Dazu gehörte natürlich auch, dass Zuchttiere aus verschiedenen Ländern ausgetauscht, Zuchtziele besprochen und in der heutigen Zeit natürlich auch tierschutzrelevante Themen diskutiert werden. Mittlerweile sind Züchter aus der Schweiz, aus Österreich und natürlich aus Deutschland untereinander organisiert und treffen sich jährlich zum Austausch von Neuigkeiten und Erfahrungen. In den letzten Jahren hat der Englische Widder eine positive Entwicklung gemacht, was mit einiger Sicherheit auch den oben angesprochenen Zuchttierimporten (gerade aus der Schweiz) zu verdanken ist. Sieben Farbenschläge stehen dem interessierten Züchter als Betätigungsfeld zur Verfügung. Dabei dürfen gerade die nicht thüringerfarbigen Englischen Widder dringend einer weiteren Verbreitung. Ansonsten werden bald Farbenschläge aussterben.

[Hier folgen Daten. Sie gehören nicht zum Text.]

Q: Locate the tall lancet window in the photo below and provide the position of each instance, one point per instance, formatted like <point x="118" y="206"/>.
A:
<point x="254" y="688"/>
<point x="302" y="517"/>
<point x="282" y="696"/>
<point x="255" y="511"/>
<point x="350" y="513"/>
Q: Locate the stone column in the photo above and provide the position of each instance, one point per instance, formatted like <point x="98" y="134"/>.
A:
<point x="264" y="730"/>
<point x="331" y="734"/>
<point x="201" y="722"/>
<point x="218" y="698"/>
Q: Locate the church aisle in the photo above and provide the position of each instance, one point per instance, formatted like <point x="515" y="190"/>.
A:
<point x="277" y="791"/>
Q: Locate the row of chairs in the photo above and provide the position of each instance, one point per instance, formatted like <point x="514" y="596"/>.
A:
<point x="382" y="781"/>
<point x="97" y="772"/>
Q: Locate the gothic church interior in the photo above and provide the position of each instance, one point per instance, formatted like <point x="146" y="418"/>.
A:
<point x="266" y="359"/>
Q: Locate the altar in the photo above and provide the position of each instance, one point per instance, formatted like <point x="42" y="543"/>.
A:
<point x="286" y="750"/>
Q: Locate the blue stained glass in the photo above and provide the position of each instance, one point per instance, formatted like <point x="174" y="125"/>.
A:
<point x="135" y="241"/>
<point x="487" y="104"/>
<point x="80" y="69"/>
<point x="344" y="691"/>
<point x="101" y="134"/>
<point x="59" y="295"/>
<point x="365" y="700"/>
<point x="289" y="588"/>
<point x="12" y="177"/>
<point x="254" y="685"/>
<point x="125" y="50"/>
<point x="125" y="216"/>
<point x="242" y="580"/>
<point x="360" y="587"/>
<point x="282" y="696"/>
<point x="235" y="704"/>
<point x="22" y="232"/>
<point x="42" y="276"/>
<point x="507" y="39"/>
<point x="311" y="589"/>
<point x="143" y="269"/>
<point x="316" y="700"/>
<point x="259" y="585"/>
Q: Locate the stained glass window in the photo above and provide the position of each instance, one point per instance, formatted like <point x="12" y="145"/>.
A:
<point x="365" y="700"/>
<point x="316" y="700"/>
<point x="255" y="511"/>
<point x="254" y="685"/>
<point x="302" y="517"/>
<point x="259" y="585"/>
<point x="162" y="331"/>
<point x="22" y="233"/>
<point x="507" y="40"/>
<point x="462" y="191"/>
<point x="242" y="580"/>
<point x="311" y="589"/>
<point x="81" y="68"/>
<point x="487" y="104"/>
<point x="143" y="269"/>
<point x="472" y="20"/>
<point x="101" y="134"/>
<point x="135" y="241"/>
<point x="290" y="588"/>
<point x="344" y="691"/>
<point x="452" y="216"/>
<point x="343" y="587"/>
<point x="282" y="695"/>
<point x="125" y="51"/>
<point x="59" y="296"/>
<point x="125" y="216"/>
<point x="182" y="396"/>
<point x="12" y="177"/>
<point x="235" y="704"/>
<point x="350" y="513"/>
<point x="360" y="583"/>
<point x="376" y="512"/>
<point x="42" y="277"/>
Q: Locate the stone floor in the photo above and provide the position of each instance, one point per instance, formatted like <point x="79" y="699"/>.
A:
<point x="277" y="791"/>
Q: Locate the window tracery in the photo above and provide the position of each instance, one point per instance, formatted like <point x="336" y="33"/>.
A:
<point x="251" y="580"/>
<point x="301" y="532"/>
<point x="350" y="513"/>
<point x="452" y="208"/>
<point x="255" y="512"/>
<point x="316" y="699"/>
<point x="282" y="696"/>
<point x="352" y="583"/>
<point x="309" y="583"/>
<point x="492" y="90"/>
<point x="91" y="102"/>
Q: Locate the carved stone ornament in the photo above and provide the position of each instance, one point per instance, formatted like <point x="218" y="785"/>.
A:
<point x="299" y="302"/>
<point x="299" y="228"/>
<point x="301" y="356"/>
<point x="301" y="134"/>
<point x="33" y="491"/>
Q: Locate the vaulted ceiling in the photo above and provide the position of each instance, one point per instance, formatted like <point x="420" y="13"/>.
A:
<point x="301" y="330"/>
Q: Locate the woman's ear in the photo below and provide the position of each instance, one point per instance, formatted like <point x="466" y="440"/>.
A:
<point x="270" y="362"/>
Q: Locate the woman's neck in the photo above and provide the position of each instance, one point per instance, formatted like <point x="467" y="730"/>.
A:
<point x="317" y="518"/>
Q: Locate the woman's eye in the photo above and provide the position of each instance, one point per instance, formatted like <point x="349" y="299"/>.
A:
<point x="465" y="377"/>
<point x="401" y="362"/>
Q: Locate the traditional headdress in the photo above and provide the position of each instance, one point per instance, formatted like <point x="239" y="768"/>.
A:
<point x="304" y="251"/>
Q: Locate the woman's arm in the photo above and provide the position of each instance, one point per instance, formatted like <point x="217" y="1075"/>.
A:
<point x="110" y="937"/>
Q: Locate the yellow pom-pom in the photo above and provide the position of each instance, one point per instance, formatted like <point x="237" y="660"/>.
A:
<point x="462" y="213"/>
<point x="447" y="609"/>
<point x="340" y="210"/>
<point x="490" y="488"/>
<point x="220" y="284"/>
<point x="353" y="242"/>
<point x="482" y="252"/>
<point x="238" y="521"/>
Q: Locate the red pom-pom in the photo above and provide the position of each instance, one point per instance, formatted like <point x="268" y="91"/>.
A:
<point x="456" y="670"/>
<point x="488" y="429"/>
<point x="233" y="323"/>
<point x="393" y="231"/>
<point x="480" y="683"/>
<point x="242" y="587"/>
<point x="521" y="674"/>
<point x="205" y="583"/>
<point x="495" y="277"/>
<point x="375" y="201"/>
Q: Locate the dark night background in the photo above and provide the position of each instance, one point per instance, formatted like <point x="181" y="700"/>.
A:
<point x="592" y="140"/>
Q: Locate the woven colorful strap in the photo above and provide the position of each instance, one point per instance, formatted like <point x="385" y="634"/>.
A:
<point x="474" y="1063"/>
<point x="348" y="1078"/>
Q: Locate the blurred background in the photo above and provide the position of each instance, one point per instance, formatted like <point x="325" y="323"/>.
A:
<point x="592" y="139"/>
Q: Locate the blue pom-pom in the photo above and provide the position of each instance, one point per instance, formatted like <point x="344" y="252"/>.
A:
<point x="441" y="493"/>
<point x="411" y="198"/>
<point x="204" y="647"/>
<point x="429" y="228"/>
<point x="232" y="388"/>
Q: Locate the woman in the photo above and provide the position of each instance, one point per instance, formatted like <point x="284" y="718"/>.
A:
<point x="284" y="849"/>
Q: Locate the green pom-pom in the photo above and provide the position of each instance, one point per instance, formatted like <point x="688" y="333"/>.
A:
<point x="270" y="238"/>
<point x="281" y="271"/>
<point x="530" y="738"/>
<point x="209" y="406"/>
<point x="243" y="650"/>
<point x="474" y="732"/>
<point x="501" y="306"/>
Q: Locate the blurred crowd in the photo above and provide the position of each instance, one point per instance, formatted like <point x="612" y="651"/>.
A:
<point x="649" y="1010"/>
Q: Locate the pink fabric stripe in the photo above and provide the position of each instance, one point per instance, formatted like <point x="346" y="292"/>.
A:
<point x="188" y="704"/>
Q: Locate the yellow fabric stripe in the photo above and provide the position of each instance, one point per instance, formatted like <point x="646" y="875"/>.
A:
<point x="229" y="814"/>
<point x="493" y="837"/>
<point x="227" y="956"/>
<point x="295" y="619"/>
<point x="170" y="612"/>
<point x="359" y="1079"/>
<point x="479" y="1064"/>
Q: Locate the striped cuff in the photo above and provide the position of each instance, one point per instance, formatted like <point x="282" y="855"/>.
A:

Ein Blick zum Nachbarn, in der Schweiz sieht der Standart von 2003 etwas anders aus, was sich ebenso von der Verbreitung sagen lässt. "Weniger kann mehr sein", scheint die Devise, denn eine im Vergleich zu Deutschland gute Verbreitung aller Farbenschläge spricht für den Standard und die Standardanforderun- gen der Schweizer. Der heutige deutsche Standard hat sich an dieser Musterbeschreibung orientiert.

Am Anfang des 21. Jahrhunderts züchten in Deutschland noch ca. 30 Züchter und Zuchtgemeinschaften dieses eindrucksvolle Rassekaninchen, wobei das Schicksal der seltenen Farbenschläge oft nur in der Hand eines oder zweier Züchter liegt. Dass unter diesen Umständen - siehe Bestandgrößen, Alter vieler Züchter und Entfernungen zwischen den Zuchtstätten - keine großen Sprünge im Zuchtstand der Rasse zu erwarten sein können, dürfte jedem einleuchten. Ebenso klar wird es angesichts dessen auch, dass sich die Züchter der Englischen Widder in Bescheidenheit üben, was die Farbschlagskala angeht. So finden sich neben den häufigen Thüringerfarbigen, Graue der verschiedenen Varianten, Schwarze, Blaue, Weiße mit roten Augen, Gelbe sowie deren Schecken ab und an bei den Ausstellungen ein, wenngleich alle anderen Farbenschläge anerkannt sind.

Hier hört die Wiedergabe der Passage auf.